… is from page 317 of the 1991 Robert Schalkenbach Foundation edition of Henry George‘s 1886 book, Protection or Free Trade:
Yet to begin and maintain great popular movements it is the moral sense rather than the intellect that must be appealed to, sympathy rather than self-interest. For however it may be with any individual, the sense of justice is with the masses of men keener and truer than intellectual perception, and unless a question can assume the form of right and wrong it cannot provoke general discussion and excite the many to action. And while material gain or loss impresses us less vividly the greater the number of those we share it with, the power of sympathy increases as it spreads from man to man—becomes cumulative and contagious.

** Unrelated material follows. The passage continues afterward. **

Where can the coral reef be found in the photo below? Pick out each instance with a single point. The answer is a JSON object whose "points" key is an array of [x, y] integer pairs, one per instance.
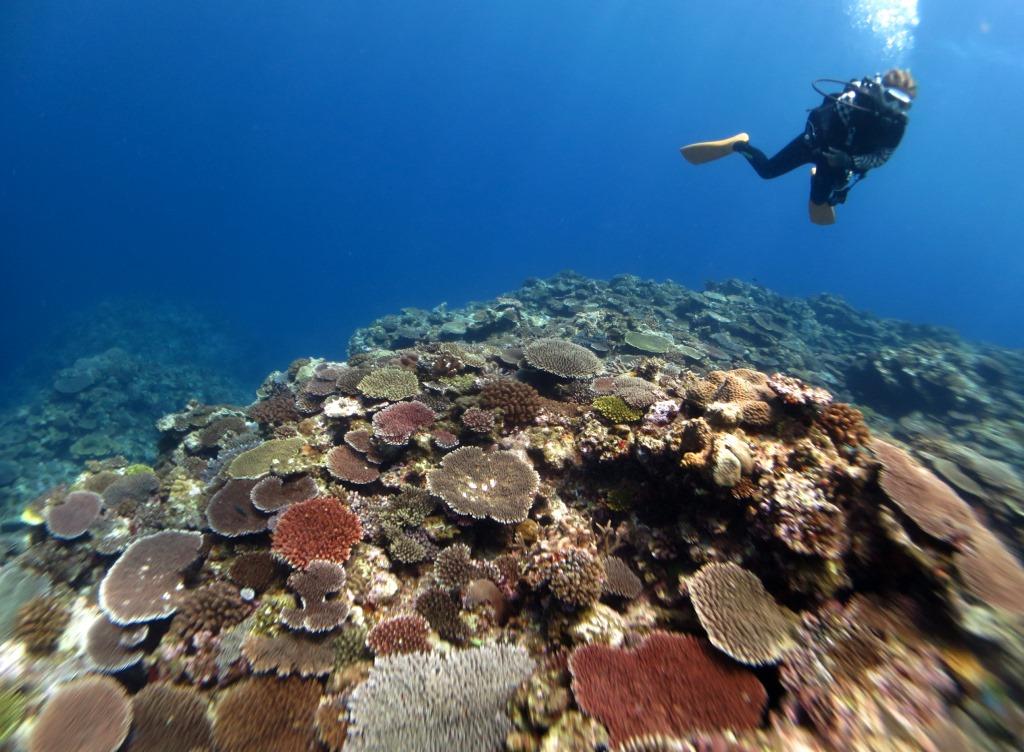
{"points": [[459, 545]]}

But he who follows the principle of free trade to its logical conclusion can strike at the very root of protection; can answer every question and meet every objection, and appeal to the surest of instincts and the strongest of motives. He will see in free trade not a mere fiscal reform, but a movement which has for its aim and end nothing less than the abolition of poverty, and of the vice and crime and degradation that flow from it, by the restoration to the disinherited of their natural rights and the establishment of society upon the basis of justice. He will catch the inspiration of a cause great enough to live for and to die for, and be moved by an enthusiasm that he can evoke in others.
DBx: In the 21st century – and especially in a country as large and as (relatively) market-oriented as is the United States – George’s language in the second paragraph above is admittedly a bit flowery. Nevertheless, it speaks a truth: Protectionism not only makes people in the home country poorer than they would otherwise be, it makes them less free. Economic protectionism is a violation of rights – a violation justified inevitably with bizarre or incoherent ‘theories,’ and incomplete or irrelevant data, all presented ultimately for no purpose nobler than to artificially enrich the few at the greater expense of the many.